$\newcommand{\epi}{\operatorname{epi}}$
Let $F:[a,b] \to [0,\infty)$ be continuous, and let $\epi F$ be the epigraph of $F$.
How to prove that the convex hull of $\epi F$ is closed?
This shouldn't be hard but I am struggling with finding a neat argument:
I know that the the convex hull of a compact set in $\mathbb R^2$ is closed, but here $\epi F$ is unbounded. However, since $f<M$ for some $M$, we can just take $$D=\operatorname{conv}\big( \epi F \cap ([a,b] \times [0,M])\big) \cup \big([a,b] \times [M,\infty)\big).$$
$\epi F \cap ([a,b] \times [0,M])$ is closed (as the intersection of two closed sets) and bounded, so its convex hull is closed.
We "broke" $\operatorname{conv} (\epi F)$ into two parts, a bounded one and an unbounded one.
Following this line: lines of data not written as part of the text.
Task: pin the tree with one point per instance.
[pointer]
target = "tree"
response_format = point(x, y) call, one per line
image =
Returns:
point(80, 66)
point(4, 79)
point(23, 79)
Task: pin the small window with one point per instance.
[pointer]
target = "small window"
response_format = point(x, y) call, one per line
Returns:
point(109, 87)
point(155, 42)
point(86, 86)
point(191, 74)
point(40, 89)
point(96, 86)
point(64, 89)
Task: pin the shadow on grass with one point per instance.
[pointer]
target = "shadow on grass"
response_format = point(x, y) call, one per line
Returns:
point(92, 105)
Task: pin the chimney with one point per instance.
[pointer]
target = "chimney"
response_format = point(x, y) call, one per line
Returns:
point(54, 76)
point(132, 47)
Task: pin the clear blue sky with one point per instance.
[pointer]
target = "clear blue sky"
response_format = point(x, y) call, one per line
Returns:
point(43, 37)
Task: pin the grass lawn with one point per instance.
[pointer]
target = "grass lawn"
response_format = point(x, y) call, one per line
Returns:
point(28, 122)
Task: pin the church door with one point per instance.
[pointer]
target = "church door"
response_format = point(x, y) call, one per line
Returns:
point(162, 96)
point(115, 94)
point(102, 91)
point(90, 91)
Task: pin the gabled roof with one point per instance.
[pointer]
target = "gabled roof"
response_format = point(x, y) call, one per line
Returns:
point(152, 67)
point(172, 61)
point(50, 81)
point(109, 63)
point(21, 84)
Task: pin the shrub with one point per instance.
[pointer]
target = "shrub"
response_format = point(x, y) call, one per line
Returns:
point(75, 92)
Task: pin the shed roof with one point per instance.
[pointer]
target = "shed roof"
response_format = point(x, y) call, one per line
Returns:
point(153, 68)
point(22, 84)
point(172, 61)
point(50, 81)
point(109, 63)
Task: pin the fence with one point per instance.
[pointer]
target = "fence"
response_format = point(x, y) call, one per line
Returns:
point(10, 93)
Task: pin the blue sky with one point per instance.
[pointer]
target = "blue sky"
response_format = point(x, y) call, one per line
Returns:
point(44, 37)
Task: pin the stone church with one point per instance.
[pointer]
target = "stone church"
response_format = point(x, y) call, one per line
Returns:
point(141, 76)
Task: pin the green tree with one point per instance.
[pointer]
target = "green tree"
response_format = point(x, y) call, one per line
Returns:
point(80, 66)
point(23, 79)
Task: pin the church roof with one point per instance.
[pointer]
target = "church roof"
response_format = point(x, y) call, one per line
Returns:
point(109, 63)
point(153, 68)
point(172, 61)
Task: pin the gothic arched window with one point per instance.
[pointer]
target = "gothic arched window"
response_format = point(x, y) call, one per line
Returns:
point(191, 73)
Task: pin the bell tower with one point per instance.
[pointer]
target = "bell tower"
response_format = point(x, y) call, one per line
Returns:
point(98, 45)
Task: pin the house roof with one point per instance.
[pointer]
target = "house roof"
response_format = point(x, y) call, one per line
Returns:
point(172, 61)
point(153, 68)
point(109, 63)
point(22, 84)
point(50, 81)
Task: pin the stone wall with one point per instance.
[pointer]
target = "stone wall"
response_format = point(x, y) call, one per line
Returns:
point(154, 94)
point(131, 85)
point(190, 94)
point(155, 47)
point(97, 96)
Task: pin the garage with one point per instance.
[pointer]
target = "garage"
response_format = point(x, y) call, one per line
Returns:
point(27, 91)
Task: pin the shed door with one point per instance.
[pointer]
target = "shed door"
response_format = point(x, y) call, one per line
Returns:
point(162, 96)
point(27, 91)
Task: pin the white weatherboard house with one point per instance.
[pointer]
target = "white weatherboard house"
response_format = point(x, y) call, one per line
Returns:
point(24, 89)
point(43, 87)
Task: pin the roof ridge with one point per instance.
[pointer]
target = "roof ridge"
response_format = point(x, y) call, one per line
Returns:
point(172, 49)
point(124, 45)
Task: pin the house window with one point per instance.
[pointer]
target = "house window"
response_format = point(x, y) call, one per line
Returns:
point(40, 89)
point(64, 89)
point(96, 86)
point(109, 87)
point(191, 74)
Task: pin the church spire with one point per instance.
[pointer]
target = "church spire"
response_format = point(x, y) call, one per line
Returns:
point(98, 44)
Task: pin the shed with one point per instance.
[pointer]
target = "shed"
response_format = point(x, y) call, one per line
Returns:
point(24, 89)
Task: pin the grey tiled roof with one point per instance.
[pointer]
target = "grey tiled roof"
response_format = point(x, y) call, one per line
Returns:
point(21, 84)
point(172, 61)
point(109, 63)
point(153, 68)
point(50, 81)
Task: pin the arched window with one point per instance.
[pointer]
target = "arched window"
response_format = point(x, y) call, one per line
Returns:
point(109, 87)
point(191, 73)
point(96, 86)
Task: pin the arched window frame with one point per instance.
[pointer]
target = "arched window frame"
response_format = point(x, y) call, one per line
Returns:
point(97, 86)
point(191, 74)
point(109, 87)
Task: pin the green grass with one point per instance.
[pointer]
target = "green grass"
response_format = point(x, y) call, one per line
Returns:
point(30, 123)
The only remaining part is to prove that $D$ is convex, and even though this is fiarly intuitive, I am having trouble filling out the details.
Best Answer
$D$ is the union of two convex sets, $A = \operatorname{conv}\bigl(\operatorname{epi} F \cap ([a,b]\times [0,M])\bigr)$ and $B = [a,b]\times [M, +\infty)$. Thus we need only check that the segment connecting a point in $A$ to a point in $B$ is contained in $D$ (and we can assume that neither point lies in the intersection).
Take $p_1 = (x_1,y_1), p_2 = (x_2, y_2) \in D$ with $y_1 < M < y_2$ and let $p(t) = (1-t)p_1 + tp_2$ for $t \in [0,1]$. Then there is $t_M \in (0,1)$ such that $(1 - t_M)y_1 + t_M y_2 = M$.
Let $p_M = p(t_M)$. Then $p_M \in \bigl(\operatorname{epi} F\bigr) \cap B \subset A \cap B$, hence we have $p(t) \in A$ for $t \in [0,t_M]$ and $p(t) \in B$ for $t \in [t_M,1]$. Thus $p(t) \in D = A\cup B$ for all $t \in [0,1]$.